Similarly, it was his first season with FC, having moved from Wigan, and the tense victory over Warrington Wolves ended 87 years of heartache for the East Yorkshire club at the famous national stadium.
“It was the best moment of my career so far to do that with Hull,” added Taylor, which, given he is a current England international, says plenty about the allure of this iconic knockout competition.
“What it meant to my family and just the emotions of it all...
“One of the reasons I came back to Hull was to try and get rid of that Wembley hoodoo. To do it in the first year was just the best feeling ever.
“But we want to do it again; lots of teams have won one Cup and then not gone back for a while.
“If we can retain the Cup, do it back-to-back and try and get to the Grand Final, too, then, arguably, this could be the best Hull FC team in history.
“To have the chance to be part of that, be history-makers and win a Grand Final would be unbelievable.
“It’s everything I dreamed of and why I came back to play for my home-town team Hull.”
Beating Wigan, though, will be a significant challenge. For all they have been inconsistent this season, Shaun Wane’s side are getting back to their best and have such talent at their disposal that dual-code England international Joel Tomkins may be left out.
Of that ’13 vintage lining up again today there is England captain Sean O’Loughlin along with international colleagues Sam Tomkins, Liam Farrell and Michael McIlorum, just a snapshot of their obvious calibre.
Taylor, in rich form again this term and hoping to head Down Under in the World Cup this autumn, added: “They’re a top team with some big-name players and a lot of internationals.
“We saw with the way they played against Salford last weekend (42-6 win) that they’re in some form now.
“But we’re more than comfortable in ourselves and know what we have got come the weekend.
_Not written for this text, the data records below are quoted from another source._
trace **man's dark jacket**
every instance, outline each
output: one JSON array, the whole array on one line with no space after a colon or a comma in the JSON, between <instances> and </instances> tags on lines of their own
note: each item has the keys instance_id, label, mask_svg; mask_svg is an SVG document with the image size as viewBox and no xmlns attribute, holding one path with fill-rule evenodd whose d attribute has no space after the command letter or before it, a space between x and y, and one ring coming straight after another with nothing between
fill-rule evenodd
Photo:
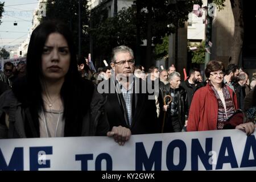
<instances>
[{"instance_id":1,"label":"man's dark jacket","mask_svg":"<svg viewBox=\"0 0 256 182\"><path fill-rule=\"evenodd\" d=\"M188 106L187 106L187 94L185 90L180 86L175 90L177 94L177 109L178 109L178 114L179 114L179 122L181 128L183 127L185 124L185 121L188 118ZM163 92L164 97L167 95L171 96L171 88L170 86L170 84L164 85ZM163 107L163 105L160 106L160 108ZM170 107L167 110L167 113L170 112ZM169 118L168 114L166 115L166 122L168 121Z\"/></svg>"},{"instance_id":2,"label":"man's dark jacket","mask_svg":"<svg viewBox=\"0 0 256 182\"><path fill-rule=\"evenodd\" d=\"M185 81L182 82L181 85L186 90L187 92L187 94L188 96L188 109L189 113L190 106L191 105L192 100L195 92L196 92L196 91L198 89L204 86L204 85L201 83L197 83L195 84L196 85L191 84L188 82L188 78Z\"/></svg>"},{"instance_id":3,"label":"man's dark jacket","mask_svg":"<svg viewBox=\"0 0 256 182\"><path fill-rule=\"evenodd\" d=\"M153 99L150 100L148 92L142 92L147 91L146 82L137 77L134 78L131 126L129 126L127 114L125 109L126 106L122 94L120 92L117 93L115 89L117 84L117 81L112 77L101 82L98 86L105 89L103 93L106 98L105 110L109 122L110 130L113 126L121 125L129 128L133 135L159 133L160 125L158 122L154 97L151 95Z\"/></svg>"}]
</instances>

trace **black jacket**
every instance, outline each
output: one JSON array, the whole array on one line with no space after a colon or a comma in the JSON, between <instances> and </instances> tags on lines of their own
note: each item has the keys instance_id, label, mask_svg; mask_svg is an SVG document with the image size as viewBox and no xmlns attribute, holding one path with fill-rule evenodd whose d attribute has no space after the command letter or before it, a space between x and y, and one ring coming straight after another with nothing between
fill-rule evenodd
<instances>
[{"instance_id":1,"label":"black jacket","mask_svg":"<svg viewBox=\"0 0 256 182\"><path fill-rule=\"evenodd\" d=\"M177 92L177 108L179 113L179 122L182 128L185 124L185 121L188 119L188 105L187 105L187 94L185 90L180 86L175 90ZM171 88L170 84L164 85L163 90L164 97L168 95L171 96ZM163 105L160 106L160 108L163 108ZM170 109L169 107L169 109ZM169 110L167 110L167 113ZM168 114L166 114L166 122L168 120Z\"/></svg>"},{"instance_id":2,"label":"black jacket","mask_svg":"<svg viewBox=\"0 0 256 182\"><path fill-rule=\"evenodd\" d=\"M83 82L85 84L85 82ZM87 84L85 83L85 84ZM85 85L86 86L86 85ZM89 88L87 85L87 88ZM89 89L89 88L88 88ZM20 93L24 93L20 90ZM104 109L105 100L96 92L92 92L92 97L89 104L89 109L84 114L78 123L65 123L64 136L70 136L68 134L72 133L73 136L106 135L109 130L109 125ZM25 98L19 96L19 98ZM37 129L36 122L38 113L33 113L25 101L17 99L11 90L5 92L0 97L0 138L38 138L40 131ZM9 115L9 127L5 121L5 114ZM76 116L73 116L74 118ZM77 126L80 126L77 129ZM72 132L71 132L71 131Z\"/></svg>"},{"instance_id":3,"label":"black jacket","mask_svg":"<svg viewBox=\"0 0 256 182\"><path fill-rule=\"evenodd\" d=\"M188 78L188 78L185 81L182 82L181 85L187 92L187 94L188 96L188 110L189 111L195 92L196 92L198 89L204 86L204 85L201 83L196 84L195 85L191 84L188 82Z\"/></svg>"},{"instance_id":4,"label":"black jacket","mask_svg":"<svg viewBox=\"0 0 256 182\"><path fill-rule=\"evenodd\" d=\"M127 114L125 109L125 102L122 93L117 93L115 86L117 81L112 77L108 80L101 82L98 86L104 88L102 93L106 98L105 109L109 122L110 129L113 126L119 125L129 128L132 134L143 134L159 133L159 125L158 123L156 107L154 96L149 100L150 95L148 92L142 92L143 89L147 88L147 83L145 81L134 78L133 106L132 122L129 126ZM106 88L106 87L108 88ZM110 92L112 91L112 92Z\"/></svg>"}]
</instances>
“We’re both off scratch when it comes to Saturday and I feel like we have turned up for the big games this year and in the last two years.
“Our two best performances this season I’d probably say were Castleford and Leeds both in the Cup.
“Knocking those two teams out in the manner we did means we’re really confident and there’s no reason why we can’t turn up for another big game on Saturday.”
Given Hull are one of the biggest sides around and Wigan are hardly diminutive, too, it should be a colossal battle up front.
That is where the likes of Taylor and his fellow forwards such as Liam Watts and Mark Minichiello have thrived so much this term while the recent return to fitness of the veteran Gareth Ellis has served as a significant boost for Lee Radford’s side.
The 36-year-old’s battle at loose-forward with his former Great Britain colleague and rival captain O’Loughlin will be one of many sub-plots to keep an eye on as both sides strive for dominance to allow their relative backs to shine.
The one negative for Hull was their lacklustre display heading into this contest, a shoddy and heavy home defeat to Huddersfield Giants.
Taylor was rested for that game but he admitted: “It was a really poor performance.
“There were was only me, Alby (Albert Kelly) and Shauly (Jamie Shaul) missing.
“We had a great team out there and should have done the job. We didn’t play to our potential.
“That was a real disappointment as it’s put a lot of pressure on that Thursday (Super League) game against Leeds after Wembley now.
“This game is big but, win or lose, we have to have our heads on it for Thursday night as that is massive.
“If we lose that, then we’re going to lose that chance of a top-two finish and a home semi-final which is not what any of us want to happen.”